Two of former President Joe Biden’s close aides are appearing before federal lawmakers this week amid a congressional probe into Biden’s mental faculties and use of the autopen.

The Committee on Oversight and Government Reform scheduled an interview with former Biden counselor Steve Ricchetti on Wednesday, and will interview former senior advisor Mike Donilon on Thursday. 

“Two more of Biden’s closest aides are lawyered up and sitting down with us for transcribed interviews as our probe into his mental fitness moves forward,” the committee wrote on X on Wednesday. “The cover-up isn’t holding.”

Ricchetti was adamant in his interview that during all of Biden’s time in office, he believed the former president was “fully capable” of exercising his executive duties. “Neither I, nor anyone else, usurped President Biden’s constitutional duties, which he faithfully and fully carried out each and every day,” he said, according to a statement obtained by The Hill. 

Ricchetti further insisted there was no coordinated effort to hide Biden’s mental state from the public. He said he was “not aware of any effort by any member of the White House staff to usurp the President’s authority to make decisions or to sign important documents without his knowledge.”

For nearly a year, the Oversight Committee has been investigating the role former Biden staffers and White House insiders could have played in “possibly usurping authority from former President Joe Biden” and potentially “hiding his rapidly worsening mental and physical faculties,” lawmakers wrote in a June letter requesting Ricchetti’s appearance.
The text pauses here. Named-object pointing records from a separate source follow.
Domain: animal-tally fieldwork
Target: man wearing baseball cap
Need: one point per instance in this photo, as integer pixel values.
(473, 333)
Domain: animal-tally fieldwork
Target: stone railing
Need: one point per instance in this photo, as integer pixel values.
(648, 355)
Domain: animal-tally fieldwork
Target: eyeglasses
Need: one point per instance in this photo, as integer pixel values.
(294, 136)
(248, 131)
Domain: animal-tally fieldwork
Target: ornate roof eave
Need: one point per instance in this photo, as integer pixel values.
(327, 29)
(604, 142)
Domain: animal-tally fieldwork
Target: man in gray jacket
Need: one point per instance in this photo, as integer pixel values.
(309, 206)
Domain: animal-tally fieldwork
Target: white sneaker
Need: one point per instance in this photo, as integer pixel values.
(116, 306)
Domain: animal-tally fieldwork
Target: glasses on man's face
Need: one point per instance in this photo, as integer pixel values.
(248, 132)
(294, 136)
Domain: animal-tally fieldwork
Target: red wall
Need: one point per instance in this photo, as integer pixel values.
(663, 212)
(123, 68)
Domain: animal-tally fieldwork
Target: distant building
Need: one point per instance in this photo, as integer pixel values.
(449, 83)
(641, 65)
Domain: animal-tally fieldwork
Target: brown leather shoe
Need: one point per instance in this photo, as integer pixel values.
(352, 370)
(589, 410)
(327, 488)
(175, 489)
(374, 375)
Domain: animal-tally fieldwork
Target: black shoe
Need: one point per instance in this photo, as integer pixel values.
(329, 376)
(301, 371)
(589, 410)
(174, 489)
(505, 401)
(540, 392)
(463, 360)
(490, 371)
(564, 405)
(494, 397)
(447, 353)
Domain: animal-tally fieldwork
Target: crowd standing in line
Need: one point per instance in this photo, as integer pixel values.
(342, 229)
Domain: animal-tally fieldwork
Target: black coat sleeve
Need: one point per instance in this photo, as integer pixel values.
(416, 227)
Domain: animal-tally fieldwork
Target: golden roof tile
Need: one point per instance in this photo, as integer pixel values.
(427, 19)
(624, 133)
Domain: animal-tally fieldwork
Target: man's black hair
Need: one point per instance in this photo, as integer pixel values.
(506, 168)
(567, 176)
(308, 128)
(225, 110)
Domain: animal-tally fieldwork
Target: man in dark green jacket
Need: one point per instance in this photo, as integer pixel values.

The committee said it is seeking to find out who was making decisions behind the scenes and exercising the executive’s authority, “possibly without former President Biden’s consent.”

Ricchetti, as one of Biden’s closest advisors, had an “eye-witness account of former President Biden’s decline,” the letter added. “According to a report, you were part of a group of insiders who implemented a strategy to minimize ‘the president’s age-related struggles.’” The committee noted that if White House aides were attempting to hide Biden’s condition, Congress might need to take legislative action.

In a similar letter issued to Donilon, who will appear before the committee on Thursday, lawmakers said the former senior advisor was reportedly to blame for “erecting a wall between the former president and senators ‘to shield Biden from bad information.’”

Both Ricchetti and Donilon are interviewing with the committee voluntarily, rather than being subpoenaed. Several other former aides are expected to testify in August and September, CNN reported, while others have invoked the Fifth Amendment to avoid self-incrimination. 

Biden has insisted he was the one making decisions during his presidency, including decisions about executive orders, signing legislation, and pardons, and calling any suggestion otherwise “ridiculous and false.”

His comments came in response to an executive order by President Donald Trump in June, which directed the counsel to the president and Attorney General Pam Bondi to investigate whether there was a conspiracy to “deceive the public about Biden’s mental state and unconstitutionally exercise the authorities and responsibilities of the President.”